Die Feststellung ist keine Übertreibung, dass schon seit Jahren am FIFF kein „Regard d’Or“ mehr so zwingend und so gerechtfertigt war wie in diesem Jahr. Man muss bis ins Jahr 2001 zurückgehen, als mit dem grandiosen Familiendrama „Yi Yi“ des Taiwanesen Edward Yang letztmals ein Film den Hauptpreis des Festivals erhielt, der sich in ebensolchen künstlerischen Höhen bewegte wie „Poetry“.

Grosses Publikumsinteresse

Wenn man über das Fribourger Filmfestival berichtet, bleibt die nach wie vor geringe Bekanntheit bei Publikum und Verleihern der Deutschschweiz zu erwähnen. Dabei darf sich, was die Publikumszahlen betrifft, das FIFF durchaus mit dem Zurich Film Festival messen. Während letzteres mit elf Tagen Festivaldauer an seiner letztjährigen Ausgabe 39 500 Eintritte zählte, hatte das diesjährige FIFF während seiner acht Festivaltage mit 32 000 Eintritten einen neuen Zuschauerrekord und damit einen Publikumszulauf, der durchaus mit jenem am Zurich Film Festival vergleichbar ist. Bezüglich der Verleiher sei daran erinnert, dass letztes Jahr der Gewinnerfilm des FIFF, „The Other Bank“ von George Ovashvili aus Georgien, sowie der Abschlussfilm „El secreto de sus ojos“ von Juan José Campanella aus Argentinien einige Monate nach Abschluss des Festivals von zwei Deutschweizer Verleihern neu erworben wurden.

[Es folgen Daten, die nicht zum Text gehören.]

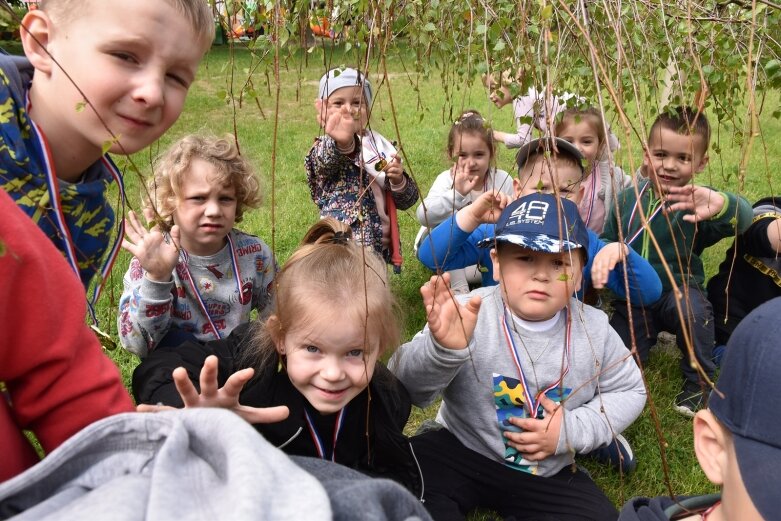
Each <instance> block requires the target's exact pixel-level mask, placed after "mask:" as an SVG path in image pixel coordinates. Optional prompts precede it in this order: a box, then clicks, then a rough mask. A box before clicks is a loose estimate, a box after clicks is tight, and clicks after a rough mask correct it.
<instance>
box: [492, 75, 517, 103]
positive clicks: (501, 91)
mask: <svg viewBox="0 0 781 521" xmlns="http://www.w3.org/2000/svg"><path fill="white" fill-rule="evenodd" d="M485 86H486V88H487V89H488V99H490V100H491V102H492V103H493V104H494V105H496V107H497V108H502V107H504V106H506V105H509V104H510V103H512V101H513V97H512V94H510V89H509V88H508V87H507V86H506V85H499V83H497V82H496V81H494V79H493V78H491V77H489V76H486V78H485Z"/></svg>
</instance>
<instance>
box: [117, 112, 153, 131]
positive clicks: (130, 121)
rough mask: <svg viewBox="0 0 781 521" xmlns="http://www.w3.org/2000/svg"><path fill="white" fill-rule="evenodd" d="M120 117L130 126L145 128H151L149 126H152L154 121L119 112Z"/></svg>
mask: <svg viewBox="0 0 781 521" xmlns="http://www.w3.org/2000/svg"><path fill="white" fill-rule="evenodd" d="M119 118H120V119H121V120H122V121H124V122H125V123H127V124H128V125H129V126H131V127H135V128H144V129H145V128H149V127H151V126H152V122H151V121H148V120H145V119H141V118H135V117H133V116H127V115H124V114H119Z"/></svg>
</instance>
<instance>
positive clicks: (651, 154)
mask: <svg viewBox="0 0 781 521" xmlns="http://www.w3.org/2000/svg"><path fill="white" fill-rule="evenodd" d="M648 151H649V154H650V157H648V156H646V157H645V158H644V159H643V167H644V170H645V175H646V176H647V177H648V178H649V179H650V180H651V182H652V183H653V186H657V183H658V186H660V187H661V188H662V190H663V191H664V190H665V187H667V186H686V185H687V184H689V183H690V182H691V180H692V178H693V177H694V174H696V173H698V172H701V171H702V170H703V169H704V168H705V165H707V164H708V156H707V154H706V144H705V143H703V138H702V137H701V136H699V135H697V134H695V135H693V136H691V135H688V134H679V133H677V132H675V131H674V130H671V129H668V128H664V127H662V126H661V125H657V126H655V127H654V128H652V129H651V135H650V138H649V140H648Z"/></svg>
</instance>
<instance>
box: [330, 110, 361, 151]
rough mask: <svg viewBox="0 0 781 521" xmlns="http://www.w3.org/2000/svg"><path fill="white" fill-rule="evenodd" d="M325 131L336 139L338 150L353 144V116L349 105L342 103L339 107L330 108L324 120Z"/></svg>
mask: <svg viewBox="0 0 781 521" xmlns="http://www.w3.org/2000/svg"><path fill="white" fill-rule="evenodd" d="M325 133H326V134H328V135H329V136H331V137H332V138H333V139H334V141H336V146H337V148H339V150H340V151H345V150H348V149H350V152H352V147H354V145H355V116H354V114H353V113H352V112H351V111H350V107H348V106H347V105H342V107H341V108H339V109H336V110H331V111H329V112H328V116H327V117H326V120H325Z"/></svg>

Während „The Other Bank“ in diesen Tagen in den Kinos angelaufen ist, begann der Siegeszug von „El secreto de sus ojos“ im Spätsommer 2010 in den Schweizer Kinos, der Film avancierte in der Schweiz mit mittlerweile 93 000 Eintritten zu einem der erfolgreichsten Filme jenseits des europäischen oder US-amerikanischen Mainstreams der letzten Jahre. Es bleibt zu hoffen, dass „Poetry“ einen ähnlichen Weg geht und ein Verleiher auf dieses Werk aufmerksam wird und es in die Kinos bringt.
(Geri Krebs)

Die wichtigsten Preise

Der Hauptpreis für ein Meisterwerk aus Südkorea, der zweite Preis für einen sympathisch-skurrilen Musikfilm aus Guatemala („Las marimbas del infierno“), der Spezialpreis der Jury für eine überraschend leichte Komödie aus dem Iran („Don’t disturb“), und der Publikumspreis an ein bewegendes Kinderdrama aus Kolumbien („Los colores de la montaña“): die wichtigsten Preise des Festivals Fribourg gingen in diesem Jahr an Filme, die es verdient hatten.